Folks,

My work schedule has suffered one of life's inescapable interruptions.  In this case, it's good: our granddaughter entered the world this past Saturday.  My wife and I have been in San Francisco providing support.  Everyone is well, but I'm behind on my participation in this working group.

Attached is my partial draft of a composite treatment of the natural vs legal collection of issues.  I started writing from front to back but haven't had time to finish.  I added a section at the end with the conclusions and recommendations.  I will fill in the missing pieces as quickly as I can.

Despite the incompleteness, we did have an opportunity in the SSAC work party to review and agree on the recommendations.

For ease of access, the recommendations are copied below.

Thanks,

Steve

1.     Inescapable Requirement: Definition of Roles

Each role must be defined in terms of the authority and responsibilities associated with the role.  This definition must be explicitly available to both the people fulfilling the role and the people interacting with the people in those roles.  Each person named in a role must be aware of being named and must agree to the obligations associated with the role.

The definition must also include an explicit statement of how the information about the person in the role will be disseminated.

Information about the registrant is provided by the Account Holder.  The Account Holder is effectively an agent of the Registrant and is the only authoritative source of information about the status of the registrant.

2.     Recommendation: Unknown Persons

In addition to definite status of Natural Person or Legal Person, the status of Unknown should be included in the design of the system.

3.     Recommendation: Additional Protection

In addition to whether the registrant is a Natural, Legal or Unknown Person, the status should also include an additional attribute regarding whether the registrant requires special privacy protection.

It is an open question as to whether additional privacy protection should be available to any registrant who wishes it or should require justification.  At the very least, to facilitate visibility into potentially harmful behaviors, Registrars should avoid unnecessary protection of registration data.

4.     Recommendation: Downgrading

Registrants should have the option of “downgrading” the level of protection for some or all of their data elements.

Registrars should have the option of implementing downgrading on a field by field basis or in groups of fields.

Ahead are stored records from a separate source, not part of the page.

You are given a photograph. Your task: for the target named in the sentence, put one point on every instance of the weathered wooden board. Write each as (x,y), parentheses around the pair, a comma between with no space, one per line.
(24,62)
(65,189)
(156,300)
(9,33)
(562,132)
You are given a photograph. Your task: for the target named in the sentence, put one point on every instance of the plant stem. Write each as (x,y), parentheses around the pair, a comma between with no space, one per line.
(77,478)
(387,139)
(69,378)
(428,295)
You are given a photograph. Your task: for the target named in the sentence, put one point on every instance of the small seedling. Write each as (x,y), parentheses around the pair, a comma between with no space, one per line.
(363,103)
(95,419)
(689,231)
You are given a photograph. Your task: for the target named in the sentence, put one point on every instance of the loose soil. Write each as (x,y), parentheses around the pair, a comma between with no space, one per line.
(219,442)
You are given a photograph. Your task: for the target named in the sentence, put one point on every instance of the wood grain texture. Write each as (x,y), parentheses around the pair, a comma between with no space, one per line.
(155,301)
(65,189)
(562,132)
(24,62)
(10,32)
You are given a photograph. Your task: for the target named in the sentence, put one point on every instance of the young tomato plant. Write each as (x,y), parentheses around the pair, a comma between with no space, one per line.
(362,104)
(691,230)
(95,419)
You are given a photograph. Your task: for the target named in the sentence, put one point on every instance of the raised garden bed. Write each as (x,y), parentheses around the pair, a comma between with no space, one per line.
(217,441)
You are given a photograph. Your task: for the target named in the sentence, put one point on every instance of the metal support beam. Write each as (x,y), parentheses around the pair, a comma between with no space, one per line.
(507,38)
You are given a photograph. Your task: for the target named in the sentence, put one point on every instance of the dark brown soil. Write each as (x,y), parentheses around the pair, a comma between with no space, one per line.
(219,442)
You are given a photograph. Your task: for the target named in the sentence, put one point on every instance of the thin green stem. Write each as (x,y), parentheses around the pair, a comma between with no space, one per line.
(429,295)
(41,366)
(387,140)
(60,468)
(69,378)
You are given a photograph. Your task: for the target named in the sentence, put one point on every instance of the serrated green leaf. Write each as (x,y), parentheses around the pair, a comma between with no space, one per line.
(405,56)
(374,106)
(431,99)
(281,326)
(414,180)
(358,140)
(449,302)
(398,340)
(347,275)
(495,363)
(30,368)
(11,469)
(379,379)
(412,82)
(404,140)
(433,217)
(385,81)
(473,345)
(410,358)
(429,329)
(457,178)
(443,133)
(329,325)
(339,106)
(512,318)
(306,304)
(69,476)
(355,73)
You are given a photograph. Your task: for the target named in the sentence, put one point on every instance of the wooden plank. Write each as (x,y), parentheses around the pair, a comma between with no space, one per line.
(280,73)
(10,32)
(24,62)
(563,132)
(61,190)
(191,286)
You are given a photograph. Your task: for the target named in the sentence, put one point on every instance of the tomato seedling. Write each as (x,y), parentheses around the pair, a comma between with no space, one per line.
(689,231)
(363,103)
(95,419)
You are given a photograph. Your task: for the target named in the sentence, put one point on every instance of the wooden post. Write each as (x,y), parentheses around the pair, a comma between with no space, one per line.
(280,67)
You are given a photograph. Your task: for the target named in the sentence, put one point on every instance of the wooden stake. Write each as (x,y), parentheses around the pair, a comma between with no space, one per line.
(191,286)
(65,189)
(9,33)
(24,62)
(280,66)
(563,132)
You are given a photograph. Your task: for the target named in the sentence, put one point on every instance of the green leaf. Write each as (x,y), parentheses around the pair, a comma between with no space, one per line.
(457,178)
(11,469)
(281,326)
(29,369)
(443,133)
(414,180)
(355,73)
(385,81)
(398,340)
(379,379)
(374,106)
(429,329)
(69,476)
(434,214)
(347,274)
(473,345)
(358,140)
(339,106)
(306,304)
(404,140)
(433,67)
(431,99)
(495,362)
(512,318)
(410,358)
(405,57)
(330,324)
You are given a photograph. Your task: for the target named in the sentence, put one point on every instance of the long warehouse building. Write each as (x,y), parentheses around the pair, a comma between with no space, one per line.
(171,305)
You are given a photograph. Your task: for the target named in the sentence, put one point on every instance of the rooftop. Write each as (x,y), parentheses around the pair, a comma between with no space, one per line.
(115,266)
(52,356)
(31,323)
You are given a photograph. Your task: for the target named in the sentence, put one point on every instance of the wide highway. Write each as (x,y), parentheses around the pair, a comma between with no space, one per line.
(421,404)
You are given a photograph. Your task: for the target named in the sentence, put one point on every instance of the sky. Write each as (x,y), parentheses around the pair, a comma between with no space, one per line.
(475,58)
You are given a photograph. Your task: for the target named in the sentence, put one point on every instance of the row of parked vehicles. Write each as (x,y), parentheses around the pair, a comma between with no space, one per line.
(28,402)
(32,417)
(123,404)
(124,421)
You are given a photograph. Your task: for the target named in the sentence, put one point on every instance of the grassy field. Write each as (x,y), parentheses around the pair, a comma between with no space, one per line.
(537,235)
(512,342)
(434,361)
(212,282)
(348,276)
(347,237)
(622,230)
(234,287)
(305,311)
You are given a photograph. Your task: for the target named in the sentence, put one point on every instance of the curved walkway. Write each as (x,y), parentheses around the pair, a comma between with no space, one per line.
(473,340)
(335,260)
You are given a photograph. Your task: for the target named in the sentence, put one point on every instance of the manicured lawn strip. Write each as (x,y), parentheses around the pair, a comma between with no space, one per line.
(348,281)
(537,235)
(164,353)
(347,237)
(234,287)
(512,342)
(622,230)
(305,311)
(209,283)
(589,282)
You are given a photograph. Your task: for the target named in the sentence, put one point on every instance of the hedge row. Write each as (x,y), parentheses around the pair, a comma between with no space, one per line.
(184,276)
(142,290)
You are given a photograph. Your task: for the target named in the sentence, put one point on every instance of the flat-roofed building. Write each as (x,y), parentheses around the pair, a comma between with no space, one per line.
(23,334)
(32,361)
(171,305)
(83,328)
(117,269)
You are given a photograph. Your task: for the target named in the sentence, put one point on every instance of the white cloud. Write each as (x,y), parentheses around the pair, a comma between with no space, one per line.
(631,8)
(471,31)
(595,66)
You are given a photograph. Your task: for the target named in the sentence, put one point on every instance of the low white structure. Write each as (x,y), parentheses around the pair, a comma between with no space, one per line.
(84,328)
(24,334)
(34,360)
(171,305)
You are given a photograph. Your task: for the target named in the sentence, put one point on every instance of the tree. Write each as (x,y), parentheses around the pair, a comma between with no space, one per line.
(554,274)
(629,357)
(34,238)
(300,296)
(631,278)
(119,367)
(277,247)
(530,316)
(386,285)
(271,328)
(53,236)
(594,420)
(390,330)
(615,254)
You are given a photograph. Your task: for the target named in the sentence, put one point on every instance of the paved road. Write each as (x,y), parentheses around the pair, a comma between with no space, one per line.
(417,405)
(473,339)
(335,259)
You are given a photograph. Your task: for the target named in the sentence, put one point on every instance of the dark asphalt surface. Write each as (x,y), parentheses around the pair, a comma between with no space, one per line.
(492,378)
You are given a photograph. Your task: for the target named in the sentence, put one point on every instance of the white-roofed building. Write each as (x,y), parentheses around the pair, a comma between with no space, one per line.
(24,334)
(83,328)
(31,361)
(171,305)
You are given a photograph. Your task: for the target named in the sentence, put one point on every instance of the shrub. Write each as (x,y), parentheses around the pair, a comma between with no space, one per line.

ICANN should establish a date certain for registrars to implement registrant option to downgrade the sensitivity of their registrations.

5.     Comment: Recourse

 If a person named in any role in a registration feels the data is incorrect or is being disseminated improperly, they have recourse via the Registrant.  Failing that, they have recourse through ICANN’s compliance process.  No additional processes are required.

6.     Recommendation: Org Field

The Org field should not be used to determine the registrant’s status.  The Registrar should require Legal Persons to provide the Org data element.  The Registrar should permit Natural or Unknown registrants to provide or not provide the Org data element.

7.     Recommendation: Transition

ICANN should establish a plan for transitioning Unknown registrations into known status.